CBS should easily be able to clear this up.


----------



## Lee (Nov 5, 2007)

True or not, the whole thing is irony in it's finest form


----------



## eaeolian (Nov 5, 2007)

Chris said:


> Reports from which people, Indy fans?



From people I know personally that were at the game, yes - they say they didn't hear anything unusual, and they're not "homers" enough to lie to me about it. If the Colts did do this, it should be handled accordingly by the league.

You can't trust network audio feeds, though - I've heard these sorts of glitches before in games I've been watching. Since it concerns the Colts this time, though, I'm sure it'll be investigated, since only the Vikings get accused of this more than they do.


----------



## Chris (Nov 5, 2007)

A quick google shows a ton of people saying that they noticed it too. Time will tell, really. It sure sounds like a skipping CD to me, but hey.


----------



## Groff (Nov 5, 2007)

Faking crowd noise is illegal in the NFL??

o_0


----------



## Popsyche (Nov 5, 2007)

Chris said:


> A quick google shows a ton of people saying that they noticed it too. Time will tell, really. It sure sounds like a skipping CD to me, but hey.



It is definitely a fast digital feedback loop of some type. I don't imagine that they use a digital reverb/delay on the crowd, but maybe some multiprocessor went awry.


----------



## ohio_eric (Nov 5, 2007)

TheMissing said:


> Faking crowd noise is illegal in the NFL??
> 
> o_0



I'm not totally sure, but I think that pumping any kind of prerecorded sound (crowd noise, music or whatever) into an arena while the ball is in play isn't legal in the NFL. If you pay attention stadiums that play music between plays always stop when the play clock is running.


----------



## Beta (Nov 5, 2007)

Milli Vanilli'd!


----------



## garcia3441 (Nov 5, 2007)

From an NFL board:




> What? Complaining after they've been caught spying? Someone get them some Kleenex!


----------



## ohio_eric (Nov 5, 2007)

ESPN - NFL: No extra crowd noise in Patriots-Colts game - NFL

Sorry Chris.


----------



## Stitch (Nov 5, 2007)

My negrep is priceless.


----------



## Mastodon (Nov 5, 2007)

Um...does it really affect the game that much? (excuse my ignorance)


----------



## Jongpil Yun (Nov 6, 2007)

Mastodon said:


> Um...does it really affect the game that much? (excuse my ignorance)

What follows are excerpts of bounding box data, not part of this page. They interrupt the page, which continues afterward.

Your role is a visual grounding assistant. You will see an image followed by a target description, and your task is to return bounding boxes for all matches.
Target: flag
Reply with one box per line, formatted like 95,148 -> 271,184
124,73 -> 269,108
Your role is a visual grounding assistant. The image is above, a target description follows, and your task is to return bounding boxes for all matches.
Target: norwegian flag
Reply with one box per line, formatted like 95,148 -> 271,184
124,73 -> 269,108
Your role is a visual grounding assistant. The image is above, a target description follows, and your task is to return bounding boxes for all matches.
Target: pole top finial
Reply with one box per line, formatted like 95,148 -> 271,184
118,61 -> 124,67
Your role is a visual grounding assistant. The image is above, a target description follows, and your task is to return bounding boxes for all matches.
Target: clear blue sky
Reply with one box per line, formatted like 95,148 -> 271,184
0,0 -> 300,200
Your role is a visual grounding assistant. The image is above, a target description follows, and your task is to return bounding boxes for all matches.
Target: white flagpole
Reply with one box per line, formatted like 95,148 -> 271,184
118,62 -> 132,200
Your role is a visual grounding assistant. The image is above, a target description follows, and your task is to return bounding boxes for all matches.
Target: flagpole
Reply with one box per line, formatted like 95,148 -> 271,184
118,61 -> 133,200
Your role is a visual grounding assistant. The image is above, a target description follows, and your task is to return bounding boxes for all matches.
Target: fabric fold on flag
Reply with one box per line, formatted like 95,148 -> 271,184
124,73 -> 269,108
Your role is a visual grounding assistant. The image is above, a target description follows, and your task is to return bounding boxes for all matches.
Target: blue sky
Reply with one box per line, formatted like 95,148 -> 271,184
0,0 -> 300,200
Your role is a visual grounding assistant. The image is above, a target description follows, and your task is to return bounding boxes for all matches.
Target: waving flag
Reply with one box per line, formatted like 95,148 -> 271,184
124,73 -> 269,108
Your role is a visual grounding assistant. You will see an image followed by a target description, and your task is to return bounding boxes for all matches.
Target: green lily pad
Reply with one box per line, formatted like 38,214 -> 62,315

Yeah, pretty much. It causes a lot of false starts, missed calls, etc. Brady had to keep going to the sidelines because he couldn't hear the calls through his headset well enough.


----------



## ledzep4eva (Nov 7, 2007)

Lee said:


> True or not, the whole thing is irony in it's finest form



How?


----------



## zimbloth (Nov 7, 2007)

Bill Polean is on the NFL Competition Commitee, nothing will come of this. Clearly they cheated. Scores of people who were in the building noticed it. People who were sitting on the higher level noticed tons of crowd noise above them (of course, the only thing above them was the PA speakers).

The worst is these fools who know nothing about football like Skip Bayless who actually think the Patriots deserve an asterick if they go 16-0 for 'cheating'. Guys, for the last time, teams are ALLOWED to video tape/steal the other teams signals. They just werent allowed to tape them from the specific location they were at (the sidelines). The Patriots are destroying everyone because they have the best talent, the best coaching, and the best work-ethic.

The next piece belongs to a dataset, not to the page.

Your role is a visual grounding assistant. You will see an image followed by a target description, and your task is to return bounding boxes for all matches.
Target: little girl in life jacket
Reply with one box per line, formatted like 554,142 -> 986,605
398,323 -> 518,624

As Michael Shipley of Linux Financial would say: "this is the biggest non-story in the HISTORY OF EARTH!".


----------



## Jason (Nov 7, 2007)

Nick also what about the fact the video tape was taking and destroyed before the patriots could even look at it


----------



## garcia3441 (Nov 7, 2007)

zimbloth said:


> Guys, for the last time, teams are ALLOWED to video tape/steal the other teams signals. They just werent allowed to tape them from the specific location they were at (the sidelines).





> "The rule is that no video recording devices of any kind are permitted to be in use in the coaches' booth, on the field, or in the locker room during the game," the league said Monday in a statement from spokesman Greg Aiello.


----------



## zimbloth (Nov 7, 2007)

Yes, but 1) everyone knows they have people in stands with binoculars stealing signals. 2) teams change their signals ALL THE TIME, and constantly give out fake ones to confuse the opposition.

While you're quoting the league, you may also want to point out when the Commissioner said although it broke a rule, it gave them no competitive advantage. It was just for archiving purposes, which every team does. Former players, coaches with a clue, etc have all said this. Brian Billick comes to mind as one of the most vocal critics of this media sensationalist frenzy.

The Patriots only were caught because of the intense hatred Eric "1-8" Mangini has for Bellichick. OTher coaches around the league were bashing Eric for breaking the unwritten rules of the 'club'. This really is non-issue, but even if you do believe this taints the Pats, talk about past seasons, but they were caught 8 minutes into the first game of the year against the worst team in the league. They've been destroying everyone since.


----------